27 janvier 2016 / 21:45 / dans 2 ans

Vers une augmentation de capital d'Areva de 5 milliards d'euros

Areva a avoir validé le principe d'une augmentation de capital d'un montant de 5 milliards d'euros, destinée à restaurer son bilan, à laquelle l'Etat français entend participer en tant qu'actionnaire de référence du groupe nucléaire. /Photo d'archives/REUTERS/Charles Platiau

PARIS (Reuters) - Areva a validé mercredi le principe d‘une augmentation de capital d‘un montant de 5 milliards d‘euros destinée à restaurer son bilan, à laquelle l‘Etat français participera en tant qu‘actionnaire de référence du groupe nucléaire.

L‘Elysée a de son côté confirmé dans un communiqué que des “investisseurs tiers minoritaires” seraient conviés à cette opération, sans préciser le montant que l‘Etat français - environ 87% du capital aujourd‘hui - prendrait à sa charge.

L‘Etat assurera “le plein succès” de la levée de fonds “dans le respect de la règlementation européenne”, a précisé Areva.

Alors que le groupe a préparé en novembre une entrée du chinois CNNC à son tour de table, une source à Bercy à déclaré à Reuters qu‘il était “trop tôt pour parler de la contribution des minoritaires”.

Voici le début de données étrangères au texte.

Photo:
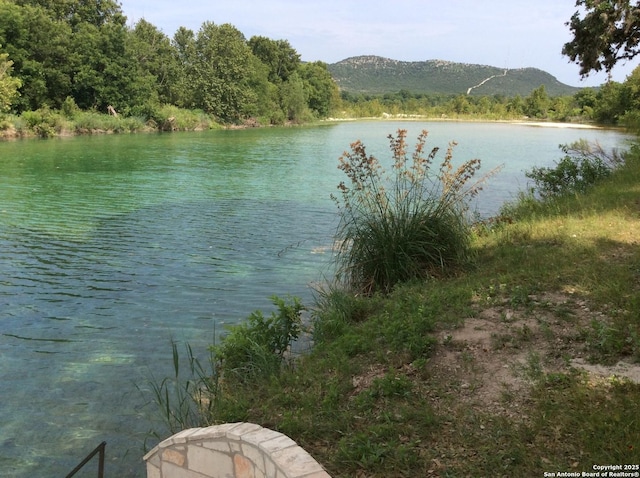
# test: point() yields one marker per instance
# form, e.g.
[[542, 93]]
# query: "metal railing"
[[99, 449]]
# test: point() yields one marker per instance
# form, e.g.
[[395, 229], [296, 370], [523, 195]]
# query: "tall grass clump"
[[411, 223]]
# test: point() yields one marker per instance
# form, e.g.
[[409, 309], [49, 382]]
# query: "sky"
[[501, 33]]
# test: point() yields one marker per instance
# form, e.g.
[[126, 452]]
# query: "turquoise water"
[[112, 246]]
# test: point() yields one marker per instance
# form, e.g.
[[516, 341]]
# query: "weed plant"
[[411, 223], [256, 349], [583, 165]]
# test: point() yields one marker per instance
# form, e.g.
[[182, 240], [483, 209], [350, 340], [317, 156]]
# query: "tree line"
[[73, 55], [53, 52]]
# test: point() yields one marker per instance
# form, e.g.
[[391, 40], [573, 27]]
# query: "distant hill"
[[378, 75]]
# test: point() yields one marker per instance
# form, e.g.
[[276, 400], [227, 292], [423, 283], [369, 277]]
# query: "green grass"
[[471, 374]]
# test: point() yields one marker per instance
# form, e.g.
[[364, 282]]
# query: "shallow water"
[[112, 246]]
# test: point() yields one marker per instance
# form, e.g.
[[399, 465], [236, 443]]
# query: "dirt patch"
[[491, 359]]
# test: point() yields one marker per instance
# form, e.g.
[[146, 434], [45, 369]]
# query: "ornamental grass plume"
[[411, 223]]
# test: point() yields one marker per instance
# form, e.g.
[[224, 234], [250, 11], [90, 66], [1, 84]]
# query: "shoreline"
[[541, 124]]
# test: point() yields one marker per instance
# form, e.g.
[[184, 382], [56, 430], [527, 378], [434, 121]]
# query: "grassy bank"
[[524, 363], [70, 121]]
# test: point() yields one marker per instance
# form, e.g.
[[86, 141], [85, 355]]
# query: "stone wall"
[[232, 450]]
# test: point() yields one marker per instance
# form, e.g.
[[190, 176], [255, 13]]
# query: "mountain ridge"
[[372, 74]]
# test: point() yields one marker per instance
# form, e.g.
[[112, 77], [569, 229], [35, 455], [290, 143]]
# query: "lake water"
[[113, 246]]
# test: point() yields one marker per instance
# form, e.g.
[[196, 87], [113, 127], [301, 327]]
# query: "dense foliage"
[[84, 51], [608, 32], [583, 165]]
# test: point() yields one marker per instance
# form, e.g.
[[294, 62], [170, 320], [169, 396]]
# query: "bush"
[[411, 224], [257, 348], [583, 165]]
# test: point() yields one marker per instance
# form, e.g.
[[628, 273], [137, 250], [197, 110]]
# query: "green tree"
[[320, 88], [184, 44], [281, 58], [608, 32], [156, 59], [611, 103], [537, 103], [76, 12], [105, 71], [8, 85], [39, 49], [293, 100], [223, 72]]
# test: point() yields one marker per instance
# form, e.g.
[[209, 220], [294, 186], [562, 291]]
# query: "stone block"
[[237, 432], [276, 444], [254, 454], [171, 455], [296, 461], [218, 445], [169, 470], [243, 467], [211, 463]]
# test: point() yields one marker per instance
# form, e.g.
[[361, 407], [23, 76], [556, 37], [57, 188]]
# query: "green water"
[[112, 246]]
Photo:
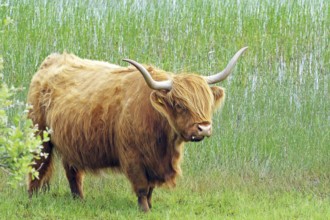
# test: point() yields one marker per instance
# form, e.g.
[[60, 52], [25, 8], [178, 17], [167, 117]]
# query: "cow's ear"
[[219, 96], [159, 100]]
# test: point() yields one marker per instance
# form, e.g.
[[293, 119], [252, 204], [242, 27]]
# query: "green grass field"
[[269, 156]]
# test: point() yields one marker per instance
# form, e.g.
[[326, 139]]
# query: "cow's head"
[[187, 100]]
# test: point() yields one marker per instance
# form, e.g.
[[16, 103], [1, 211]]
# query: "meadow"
[[269, 156]]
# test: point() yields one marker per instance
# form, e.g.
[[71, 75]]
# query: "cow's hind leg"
[[138, 179], [149, 196], [44, 166], [75, 178]]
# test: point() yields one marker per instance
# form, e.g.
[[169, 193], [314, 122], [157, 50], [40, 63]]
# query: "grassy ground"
[[269, 157]]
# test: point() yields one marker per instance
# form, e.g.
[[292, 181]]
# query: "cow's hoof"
[[143, 204]]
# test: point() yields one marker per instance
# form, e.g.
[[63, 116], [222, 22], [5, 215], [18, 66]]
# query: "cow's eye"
[[179, 108]]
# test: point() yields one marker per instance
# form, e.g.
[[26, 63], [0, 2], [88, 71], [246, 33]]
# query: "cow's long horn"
[[224, 73], [157, 85]]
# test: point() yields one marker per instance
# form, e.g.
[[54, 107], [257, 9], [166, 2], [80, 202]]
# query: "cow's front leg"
[[139, 181]]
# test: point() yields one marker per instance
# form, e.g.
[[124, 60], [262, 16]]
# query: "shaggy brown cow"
[[107, 116]]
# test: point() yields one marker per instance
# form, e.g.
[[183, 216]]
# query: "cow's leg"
[[137, 177], [45, 168], [149, 196], [75, 178]]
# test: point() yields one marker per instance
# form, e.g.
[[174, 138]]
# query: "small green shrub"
[[18, 143]]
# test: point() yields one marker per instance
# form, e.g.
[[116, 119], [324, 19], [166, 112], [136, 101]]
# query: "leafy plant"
[[18, 142]]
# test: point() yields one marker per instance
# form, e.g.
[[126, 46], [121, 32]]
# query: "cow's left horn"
[[224, 73], [157, 85]]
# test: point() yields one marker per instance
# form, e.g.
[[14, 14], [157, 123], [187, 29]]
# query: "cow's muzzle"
[[200, 131]]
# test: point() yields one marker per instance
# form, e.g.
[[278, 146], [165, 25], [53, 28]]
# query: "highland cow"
[[108, 116]]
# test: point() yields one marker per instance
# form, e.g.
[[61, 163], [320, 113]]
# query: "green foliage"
[[18, 144]]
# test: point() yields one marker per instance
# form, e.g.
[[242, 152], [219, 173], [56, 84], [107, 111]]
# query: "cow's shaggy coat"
[[105, 116]]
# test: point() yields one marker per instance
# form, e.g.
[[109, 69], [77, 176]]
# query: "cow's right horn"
[[157, 85], [224, 73]]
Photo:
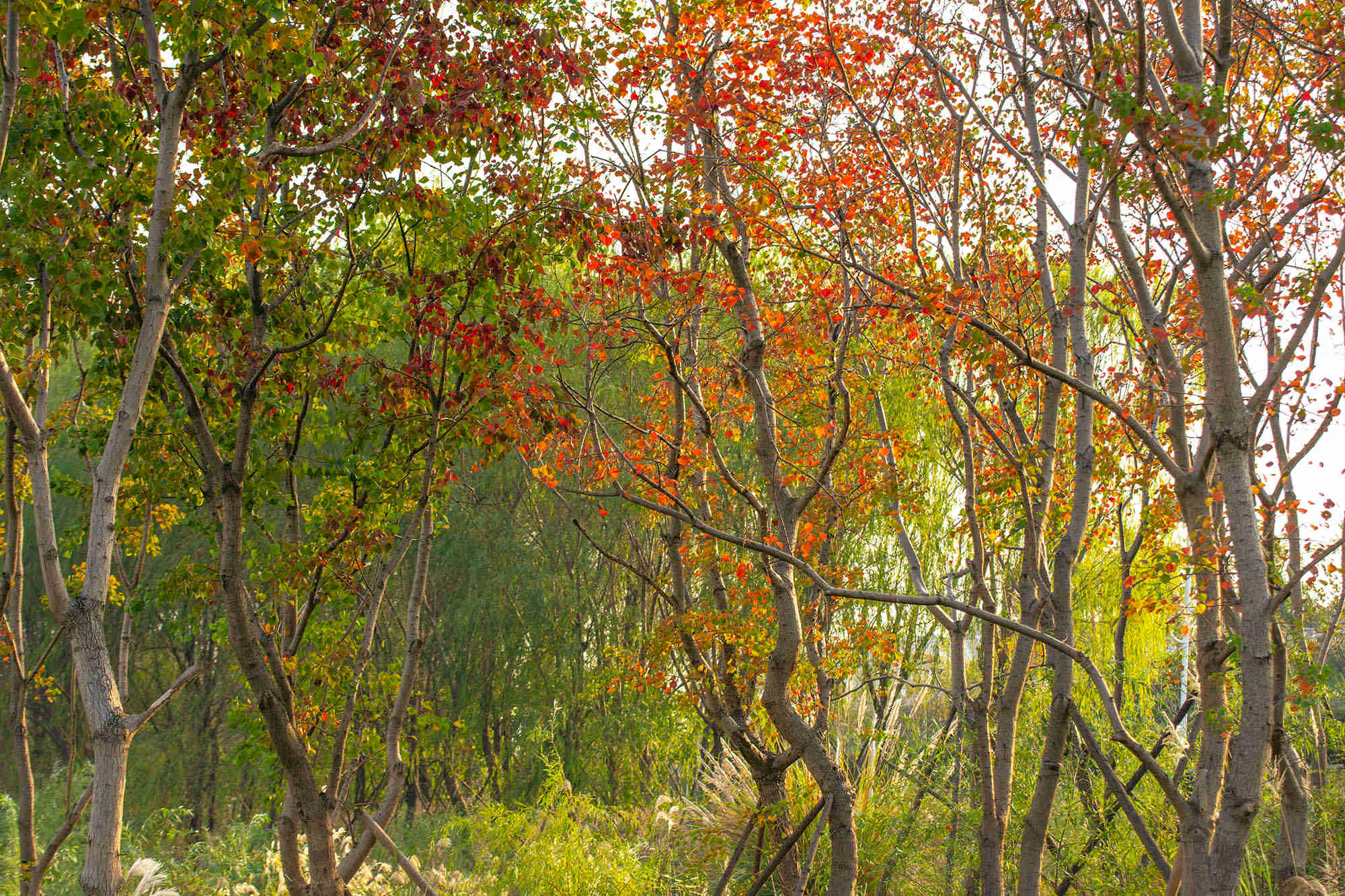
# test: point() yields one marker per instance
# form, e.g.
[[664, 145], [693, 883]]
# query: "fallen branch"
[[381, 836], [137, 721], [785, 848]]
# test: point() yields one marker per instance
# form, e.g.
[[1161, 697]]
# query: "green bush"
[[9, 846]]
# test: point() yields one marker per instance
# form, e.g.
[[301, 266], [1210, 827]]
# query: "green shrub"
[[9, 846]]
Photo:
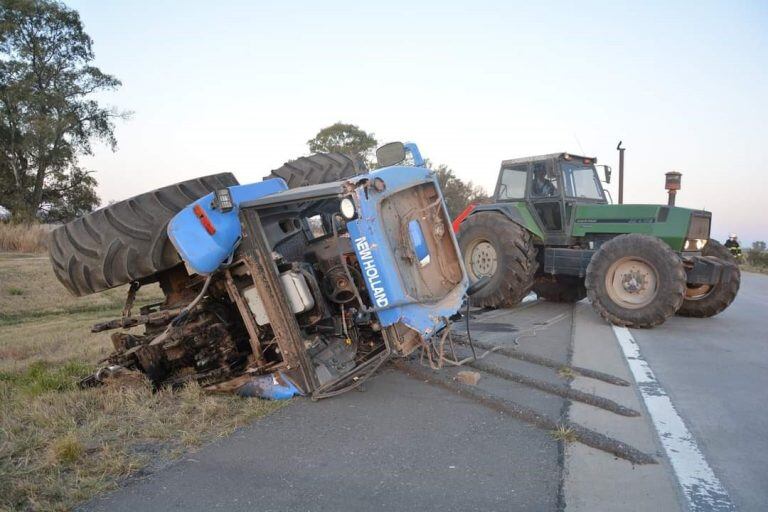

Areva et EDF se sont en outre entendus sur une valorisation de la division réacteurs nucléaires (Areva NP) de 2,5 milliards d‘euros dans la perspective de sa prise de contrôle par l‘électricien public qui prévoit de racheter 51% à 75% du capital de la société tandis qu‘Areva en conserverait au moins 15%.

Ils ont précisé que ce montant, pour 100% du capital, pourrait être ajusté à la hausse comme à la baisse en fonction des comptes établis à la date de réalisation de l‘opération, et faire l‘objet d‘un versement complémentaire d‘un maximum de 350 millions d‘euros en fonction des performances de la société sur la période 2017-2018.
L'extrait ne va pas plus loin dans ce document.